Crisis cuts off credit card holders from U.S. dollars

  By Russell Working

By the time Pat Martin showed up Monday at Dalrybbank’s Hotel Hyundai branch carrying her Visa card, she scarcely dared hope she could get any money.

Martin and two other Rotarians from Longview, Washington, were visiting the Far East, and they had been trying all over town to get a little extra cash. But no such luck. Dalrybbank apologized and sent them elsewhere.

Throughout Vladivostok since the ruble crisis began, those carrying credit cards have found it hard to draw cash. Even those with internationally recognized charge cards such as Eurocard, MasterCard and Visa haven’t had access to the credit limits they thought they could draw on in an emergency.

“It started last week,” said bank manager Svetlana Belyayeva. “First we were cashing cards in dollars, but we stopped doing that because we had to keep the dollars for our own clients.”

The problem, Belyayeva said, is that Moscow banks have frozen assets, leaving local offices with no option but to refuse to give out money. At Inkombank on Fokina Street, manager Oleg Panarin said bank managers had to act. Withdrawals at banks nationwide increased 100-fold since the Aug. 17 crisis began. “Right now no dollars are available,” he said. “People buy them, but nobody sells them.”

Although non-customers couldn’t withdraw cash in many banks, most hotels that accepted credit cards continued doing so.

Last week, many bank customers panicked and rushed the banks to withdraw their money before the ruble fell. At Sberbank on Aleutskaya Street, cashiers had stopped exchanging dollars for rubles.

Swarms of people gathered around the tellers to withdraw their savings, whether dollars or rubles. “I think it’s not profitable to keep rubles in the bank anymore,” said Marina Shevchenko, 35. Instead, she planned to spend them on a refrigerator and other durable goods for her apartment.

For those seeking money on credit cards, Dalnevostochny Bank’s branch at 19 Okeansky Avenue provided a break. The bank performed a paper sleight-of-hand, allowing people to withdraw dollars, then immediately cash them into rubles. Dalnevostochny’s press center spokeswoman, Irina Barannik, said the bank was offering this service on a day-to-day basis and didn’t know how long its cash reserves would hold out.
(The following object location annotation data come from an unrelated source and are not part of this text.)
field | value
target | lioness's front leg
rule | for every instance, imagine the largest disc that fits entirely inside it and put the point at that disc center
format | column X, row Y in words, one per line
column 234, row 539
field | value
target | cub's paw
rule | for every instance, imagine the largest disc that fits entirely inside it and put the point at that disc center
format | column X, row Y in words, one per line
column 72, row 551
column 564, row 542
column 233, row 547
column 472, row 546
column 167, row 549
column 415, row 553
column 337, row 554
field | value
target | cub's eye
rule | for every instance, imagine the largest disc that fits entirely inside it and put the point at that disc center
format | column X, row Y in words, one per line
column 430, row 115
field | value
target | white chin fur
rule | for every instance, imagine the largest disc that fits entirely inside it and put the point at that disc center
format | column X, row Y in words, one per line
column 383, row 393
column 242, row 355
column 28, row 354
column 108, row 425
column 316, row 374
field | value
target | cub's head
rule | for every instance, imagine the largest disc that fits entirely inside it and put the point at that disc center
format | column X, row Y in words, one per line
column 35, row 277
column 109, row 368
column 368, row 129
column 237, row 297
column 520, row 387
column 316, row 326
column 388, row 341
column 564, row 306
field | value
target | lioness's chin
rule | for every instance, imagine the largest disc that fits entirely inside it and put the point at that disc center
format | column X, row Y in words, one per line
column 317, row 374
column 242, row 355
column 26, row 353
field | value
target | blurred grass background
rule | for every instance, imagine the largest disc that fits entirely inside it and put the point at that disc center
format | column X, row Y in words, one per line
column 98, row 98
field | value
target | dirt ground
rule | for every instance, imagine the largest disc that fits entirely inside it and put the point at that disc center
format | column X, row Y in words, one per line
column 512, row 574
Martin, the American, had a crash course in Russian economics during her trip. On her way to Vladivostok, her plane made an emergency landing in Anadyr in the far northeast, and the airport at first refused to sell fuel to the crew unless they could provide dollars, she said.

Amid Russia’s crisis, Martin’s party admitted their situation wasn’t serious. Still, she said, “We Americans are so used to using our Visa cards that when we can’t, it’s like having your arm cut off.”